Wednesday, September 8, 2010

learning independent living

My name is Dave Carl.  I am a social worker living in Washington State.  I was born with spina bifida and use a wheelchair full time.  As a social worker my focus is teaching independent living to individuals with disabilities of all ages.  I see independent living as something that is different for everyone.  It doesn't just mean living on your own in an apartment with a full time job.  It is a life long process.  When a child is very young they learn very basic daily living skills, as well as communication and socialization.  These skills are very important for future independence for a person.  Through my career I have heard many people say that they can't become independent because they have to live in a group home or have to have a 24 hour personal care assistant.  I tell them of course they can!  They can still make personal decisions (what to do, where to go, how to spend money etc.). I have several friends who need total 24 hour care.  I see them as role models.  Despite having physical obstacles, they are are just as independent as anyone else. 

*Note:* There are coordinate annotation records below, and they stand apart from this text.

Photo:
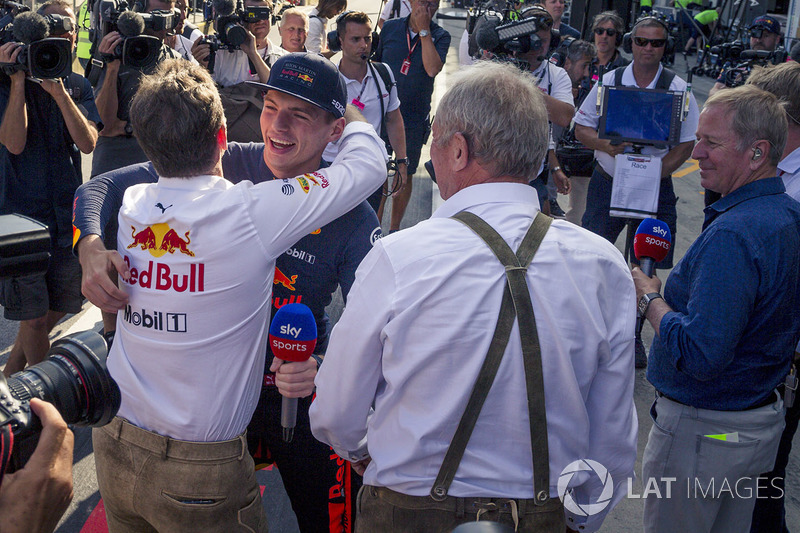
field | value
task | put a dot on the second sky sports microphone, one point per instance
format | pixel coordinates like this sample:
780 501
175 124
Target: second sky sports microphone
292 337
650 245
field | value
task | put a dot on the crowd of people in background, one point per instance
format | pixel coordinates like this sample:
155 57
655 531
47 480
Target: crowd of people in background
227 184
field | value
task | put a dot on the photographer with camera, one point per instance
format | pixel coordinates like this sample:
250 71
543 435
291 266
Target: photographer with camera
116 84
33 499
46 124
293 29
649 39
251 60
765 35
372 88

I have faced obstacles throughout my life as I tried to become independent.  Anything from countless medical issues to education issues and even things as simple as getting around.  As a child I always had my parents or siblings around.  If I got stuck in the snow then someone was there to help or if I needed a ride somewhere then someone was there with a car.  As soon as I graduated from high school and went to college it all changed.  I didn't always have family around to help.  So how did I overcome this?  I learned how to use public transportation, and I learned how to ask others for help if I got stuck in the snow.  This is just one small obstacle I have faced.  A much larger obstacle I have faced, and still face today at times, is just coping with frustrations.  With all of my medical issues, and with my life being so unpredictable in general, life can get frustrating.  Several years ago I started writing stories.  Nothing too big, just what ever came to mind while I was laying in bed.  Eventually writing became more of a hobby.  I started writing stories while I sat outside during my lunch break or after work.  Earlier this year I had a children's adventure book published that I wrote called "Super Cyclist".  It is about an individual who has always used a wheelchair.  He follows his dreams of fighting crime by becoming a super hero who uses a handcycle to protect people.   As a social worker I am using the book to teach self confidence with the idea that just because someone says you can't do something doesn't mean that it is true, you need to follow your dreams.  I believe that self confidence is another very important part of future independent living.  Even though it is a little children's book, it took me a long time to finish with all of the obstacles I faced on the way. I have a website for the book: which describes the book and why I wrote it.
This blog is a way for people to share independent living stories.  Let people know what you do.  What kinds of obstacles have you (or a family memeber who has a disability) faced when trying to become independent?  What did you do to overcome them?  Also, what obstacles are you currently trying to overcome?  Feel free to ask questions to help gain the skills to overcome obstacles towards independence.